Cornwall Council’s deputy leader David Harris has denied the council’s finances are “spiralling out of control” as he revealed that overspending by the local authority has risen to £16-million so far this financial year.

He was responding to comments by the council’s former leader Julian German who asked why the authority had gone from an overspend of £8-million in the first quarter to double that by the third quarter when a cost-cutting strategy had been implemented.

Speaking at a meeting of the council’s customer and support services overview and scrutiny committee, Independent councillor German said: “The cabinet member told us that the overspend was going to be £8-million. We find out on September 30 that the actual overspend is £14.9-million and now the cabinet member tells us in his report today that the overspend is £16-million. It seems to be spiralling out of control. How have we got ourselves in a position where the overspend has gone from a huge £8-million to a humongous £16-million without that being forecast?”

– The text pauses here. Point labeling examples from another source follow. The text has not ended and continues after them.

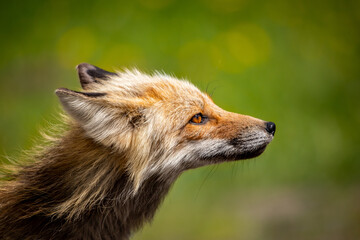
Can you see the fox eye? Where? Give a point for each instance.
(199, 119)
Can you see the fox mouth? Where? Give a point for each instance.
(241, 155)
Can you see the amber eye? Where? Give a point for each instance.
(198, 119)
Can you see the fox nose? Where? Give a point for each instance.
(270, 127)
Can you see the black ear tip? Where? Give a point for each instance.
(82, 67)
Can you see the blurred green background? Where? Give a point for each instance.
(296, 63)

Cllr Harris, who is the authority’s portfolio holder for resources, responded: “My discussions with [chief operating officer] Tracie Langley are current and ongoing, and she is proposing and introducing various steps including putting additional resources into looking at every line of spending, and where we can make savings and cut costs we are so doing. As a council we are a lot better off than many councils but if we carry on as we are without getting a decent settlement [from the government] in December then give it two or three years and we will have major problems.”

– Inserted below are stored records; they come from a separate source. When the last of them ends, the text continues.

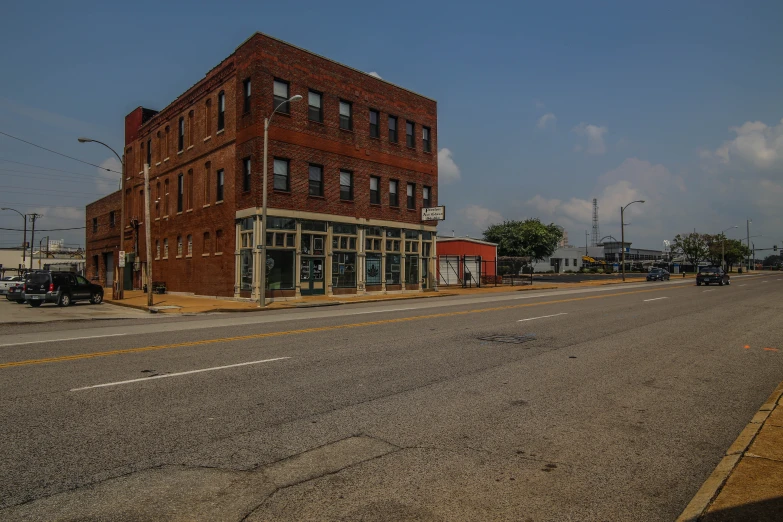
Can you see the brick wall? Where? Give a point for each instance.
(295, 137)
(262, 59)
(106, 239)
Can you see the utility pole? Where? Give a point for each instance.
(33, 217)
(40, 250)
(147, 231)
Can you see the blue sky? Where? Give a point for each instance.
(542, 107)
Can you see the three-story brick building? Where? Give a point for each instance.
(350, 167)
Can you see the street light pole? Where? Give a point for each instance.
(747, 224)
(723, 247)
(120, 270)
(262, 267)
(33, 217)
(622, 230)
(24, 237)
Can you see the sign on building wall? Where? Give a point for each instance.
(433, 213)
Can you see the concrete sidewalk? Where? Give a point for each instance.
(192, 304)
(747, 484)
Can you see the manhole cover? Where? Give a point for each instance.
(514, 339)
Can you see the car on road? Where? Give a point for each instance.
(712, 275)
(658, 274)
(15, 293)
(9, 281)
(62, 288)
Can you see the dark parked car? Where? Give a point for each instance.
(15, 293)
(712, 274)
(658, 274)
(62, 288)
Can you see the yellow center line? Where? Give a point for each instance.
(108, 353)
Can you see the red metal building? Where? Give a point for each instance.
(466, 261)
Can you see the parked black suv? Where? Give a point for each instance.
(63, 288)
(712, 274)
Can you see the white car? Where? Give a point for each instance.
(9, 281)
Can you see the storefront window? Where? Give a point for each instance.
(373, 269)
(314, 226)
(246, 269)
(349, 230)
(281, 274)
(313, 245)
(344, 270)
(393, 269)
(273, 223)
(412, 269)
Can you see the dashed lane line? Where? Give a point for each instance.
(142, 349)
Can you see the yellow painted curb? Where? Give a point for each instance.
(712, 486)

Ms Langley admitted that she expected the overspend to go down rather than up.

She said: “Due to some of the controls we put in place between quarter one and quarter two I did expect the overspend to go down. It did not – it increased. It increased because the number of homelessness has increased, the costs have increased and the amount of home to school transport coming up to the new school year had increased, and there are some additional social care children who have come into the system who are very expensive.”

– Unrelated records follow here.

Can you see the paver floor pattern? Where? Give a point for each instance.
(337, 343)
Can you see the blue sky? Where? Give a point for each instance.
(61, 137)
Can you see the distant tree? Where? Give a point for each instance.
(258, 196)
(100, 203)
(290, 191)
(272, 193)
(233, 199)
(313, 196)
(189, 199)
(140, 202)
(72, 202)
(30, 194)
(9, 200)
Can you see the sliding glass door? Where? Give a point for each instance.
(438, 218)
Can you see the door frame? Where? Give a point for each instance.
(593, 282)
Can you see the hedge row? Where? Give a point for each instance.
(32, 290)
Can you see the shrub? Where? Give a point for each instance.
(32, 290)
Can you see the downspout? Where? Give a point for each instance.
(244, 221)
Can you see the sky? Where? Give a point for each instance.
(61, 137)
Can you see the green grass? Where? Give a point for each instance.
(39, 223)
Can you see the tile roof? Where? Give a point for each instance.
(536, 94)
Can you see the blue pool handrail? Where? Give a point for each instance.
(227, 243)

She said additional controls have been put in place: “There have been some savings that have been really difficult to make and have slipped a bit. We are putting in some additional mitigations to ensure that the financial situation from an overspend position gets better.”

She added there has to be enough in reserve for the 2024/25 financial year to cope with the housing and home to school transport budgets. The council announced earlier this year that its saving target for 2023/24 is £50.046-million.

Ms Langley added: “I am not expecting anything coming through from the chancellor on December 22. In fact, you will have heard all of the rhetoric that there won’t be anything coming through for local government. It means 2024/25 and going into 2025/26 is going to be really difficult.”

She hoped the Section 114s introduced by Birmingham and Nottingham would mean the “government might move their stance a little bit” when it comes to funding.

Independent councillor Adam Paynter told the meeting: “Cllr Harris says ‘blame the government, they need to give us more money in December’, Tracie’s just told us don’t cross your fingers because the chances are there’s no money coming in December. That’s the problem we’ve got – we’re not seeing a strategy of where we’re going to get those savings. It doesn’t give me confidence that the council’s moving in the right direction.”

The Conservative deputy leader didn’t pull any punches when he responded: “Looking forward, it is difficult to be optimistic as demand for those services that we have to supply is increasing. I will not sit here and say everything is brilliant. I will not sit here and say we’ve got miraculous ideas. We haven’t, but we are working like hell to try and cut our expenditure.”